Fast jeden Morgen entfernen wir die Hinterlassenschaft des pelzigen Tieres, damit die Kinder nicht hineintreten. Unser Jagdinstinkt ist geweckt. Auf Internetseiten über nordamerikanische Trapper sind Fallen abgebildet. Ich überlege mir, wie ein schwerer Stein schräg über das bevorzugte Klo des Mistviehs platziert wird. Stößt der pelzige Feind an ein Stöckchen, liegt er unter dem Grabstein. Doch Tiere zu töten ist verboten. Das darf - wenn überhaupt - der Jäger, den es selbst für das Stadtgebiet gibt.

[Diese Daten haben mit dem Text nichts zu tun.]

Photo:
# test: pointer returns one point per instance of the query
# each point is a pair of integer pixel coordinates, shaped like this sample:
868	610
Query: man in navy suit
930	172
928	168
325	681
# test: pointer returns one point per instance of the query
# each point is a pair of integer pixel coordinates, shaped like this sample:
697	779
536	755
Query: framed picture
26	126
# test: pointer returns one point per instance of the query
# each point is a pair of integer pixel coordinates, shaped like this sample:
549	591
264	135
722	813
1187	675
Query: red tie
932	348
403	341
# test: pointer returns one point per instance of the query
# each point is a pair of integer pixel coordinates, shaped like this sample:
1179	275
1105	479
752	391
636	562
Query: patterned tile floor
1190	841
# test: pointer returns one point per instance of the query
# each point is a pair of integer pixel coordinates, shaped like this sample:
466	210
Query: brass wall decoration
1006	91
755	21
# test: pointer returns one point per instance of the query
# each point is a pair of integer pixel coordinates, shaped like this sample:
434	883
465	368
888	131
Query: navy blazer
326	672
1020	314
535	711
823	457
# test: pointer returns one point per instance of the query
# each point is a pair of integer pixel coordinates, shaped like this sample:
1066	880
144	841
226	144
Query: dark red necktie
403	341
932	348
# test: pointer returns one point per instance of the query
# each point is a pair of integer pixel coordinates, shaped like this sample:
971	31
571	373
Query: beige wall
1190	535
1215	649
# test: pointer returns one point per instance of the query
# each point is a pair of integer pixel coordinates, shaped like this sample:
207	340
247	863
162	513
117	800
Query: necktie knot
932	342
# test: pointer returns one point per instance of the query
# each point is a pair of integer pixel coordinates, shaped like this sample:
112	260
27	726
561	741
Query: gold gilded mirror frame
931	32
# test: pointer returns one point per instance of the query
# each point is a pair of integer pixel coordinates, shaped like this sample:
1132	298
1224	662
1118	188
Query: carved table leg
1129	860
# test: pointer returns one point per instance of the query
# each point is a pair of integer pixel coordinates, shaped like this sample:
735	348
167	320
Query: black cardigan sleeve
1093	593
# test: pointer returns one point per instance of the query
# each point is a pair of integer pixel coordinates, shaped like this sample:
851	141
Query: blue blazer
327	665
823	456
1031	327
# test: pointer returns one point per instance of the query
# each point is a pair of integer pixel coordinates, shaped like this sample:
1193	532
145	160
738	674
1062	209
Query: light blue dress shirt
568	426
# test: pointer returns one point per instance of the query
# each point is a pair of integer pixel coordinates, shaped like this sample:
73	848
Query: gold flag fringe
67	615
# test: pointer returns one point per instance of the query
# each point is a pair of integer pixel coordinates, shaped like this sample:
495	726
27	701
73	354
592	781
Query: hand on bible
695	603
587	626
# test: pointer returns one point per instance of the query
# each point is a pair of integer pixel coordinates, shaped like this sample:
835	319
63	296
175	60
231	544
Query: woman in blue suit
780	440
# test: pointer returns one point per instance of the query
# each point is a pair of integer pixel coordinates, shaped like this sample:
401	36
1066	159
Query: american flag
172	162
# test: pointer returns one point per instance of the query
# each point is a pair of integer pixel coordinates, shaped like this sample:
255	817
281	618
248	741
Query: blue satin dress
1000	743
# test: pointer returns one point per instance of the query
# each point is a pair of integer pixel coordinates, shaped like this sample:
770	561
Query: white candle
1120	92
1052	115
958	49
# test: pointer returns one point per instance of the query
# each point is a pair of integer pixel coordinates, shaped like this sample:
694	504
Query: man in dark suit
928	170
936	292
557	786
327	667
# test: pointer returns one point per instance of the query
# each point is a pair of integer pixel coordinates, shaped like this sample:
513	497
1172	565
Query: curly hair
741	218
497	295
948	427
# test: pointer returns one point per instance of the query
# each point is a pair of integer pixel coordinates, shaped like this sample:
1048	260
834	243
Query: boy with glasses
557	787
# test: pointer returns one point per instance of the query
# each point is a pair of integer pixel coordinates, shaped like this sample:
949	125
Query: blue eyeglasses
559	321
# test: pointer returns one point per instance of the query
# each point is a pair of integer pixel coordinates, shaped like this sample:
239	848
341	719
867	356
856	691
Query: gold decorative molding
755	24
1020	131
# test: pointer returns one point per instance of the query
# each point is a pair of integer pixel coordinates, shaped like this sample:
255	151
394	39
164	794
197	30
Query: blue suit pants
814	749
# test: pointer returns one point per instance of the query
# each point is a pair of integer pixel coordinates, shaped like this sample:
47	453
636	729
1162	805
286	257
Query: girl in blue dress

Wir versuchen es daher mit einer Käfigfalle, die wir von einem Nachbarn leihen. Am Morgen ruft meine Frau triumphierend: "Es ist was drin." Das pelzige Etwas entpuppt sich allerdings als schwarze Katze. Leicht verstört, aber vollkommen unversehrt, freut die sich über ihre wiedergewonnene Freiheit.

Diese Fangversuche stellen wir aus Liebe zu den Miezen ein. Vergrämen sei das Mittel der Wahl, wird uns empfohlen. Bei einem Hersteller für Weidezäune werden wir fündig. In der Produktpalette sind neben Selbstschussanlagen gegen Wühlmäuse auch Blitz- und Ultraschallgeräte gegen Marder - solarbetrieben und mit Bewegungssensor versehen. Wir bestellen uns ein Gerät, diskutieren tagelang darüber, wo wir es am effektivsten platzieren. Doch in der Zwischenzeit, siehe da, welch Wunder: Der Marder kommt nicht mehr, als hätte er was geahnt.